Pada kesempatan tersebut, Sekretaris Satgas BLBI Purnama T.
Sianturi menyampaikan arahan Ketua Satgas BLBI bahwa Satgas BLBI menghadapi
kendala untuk memanggil Notaris yang harus dengan persetujuan dari Majelis
Kehormatan Notaris Wilayah, sebagaimana diatur dalam Undang-Undang Nomor 30
Tahun 2004 tentang Jabatan Notaris (UUJN) sebagaimana telah diubah dengan
Undang-Undang Nomor 2 Tahun 2014.
“FGD ini diharapkan mampu memperoleh solusi berupa prosedur
permohonan keterangan, informasi, dan dokumen terhadap Notaris untuk keperluan
penagihan Obligor/Debitur oleh Satgas BLBI, sehingga tidak menimbulkan
permasalahan hukum baru terhadap penyelesaian pengembalian Dana BLBI,” ujarnya.

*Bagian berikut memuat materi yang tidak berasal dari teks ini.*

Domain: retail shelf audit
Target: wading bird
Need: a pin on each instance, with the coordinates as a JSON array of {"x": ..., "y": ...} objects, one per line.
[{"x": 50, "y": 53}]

Purnama mengemukakan bahwa pemerintah memerlukan solusi
atas permasalahan tersebut, mengingat hak negara perlu segera dikembalikan.
Negara dalam hal ini tidak hanya bertindak selaku kreditur, tetapi juga sebagai
lembaga yang mempunyai hak menguasai dan melakukan tindakan hukum atas kekayaan
negara yang berasal dari kekayaan bank atau yang menjadi hak bank yang
memperoleh fasilitas dana BLBI.
“Penerima manfaat dari kegiatan Satgas BLBI adalah
Pemerintah Indonesia secara umum dan Menteri Keuangan secara khusus sebagai
Bendahara Umum Negara (BUN) dalam bentuk PNBP atas recovery dana yang
dikucurkan pada tahun 1998 yang nantinya akan dipergunakan untuk pembangunan
nasional,” lanjutnya.
Jalannya diskusi mengenai Prosedur Permohonan Keterangan
Notaris kali ini dipimpin oleh Kepala Subdirektorat Pengelolaan Kekayaan Negara
II Rina Yulia sebagai moderator, dengan mengundang dua narasumber yaitu
Koordinator Notariat Ditjen Jenderal Administrasi Hukum Umum Kemenkumham Andi
Yulia Hertati, dan Ketua Majelis Kehormatan Notaris Wilayah (MKNW) DKI Jakarta
Ediwarman Gucci.
Koordinator Notariat, Andi menyampaikan bahwa notaris tunduk pada UUJN, di mana dalam pasal 16 disebutkan bahwa salah satu kewajiban notaris adalah merahasiakan isi akta. Meskipun demikian, dalam hal dibutuhkan untuk proses peradilan sebagaimana diatur dalam pasal 66 UUJN, penyidik, penuntut umum, atau hakim dengan persetujuan MKNW dapat memanggil notaris untuk memberikan keterangan .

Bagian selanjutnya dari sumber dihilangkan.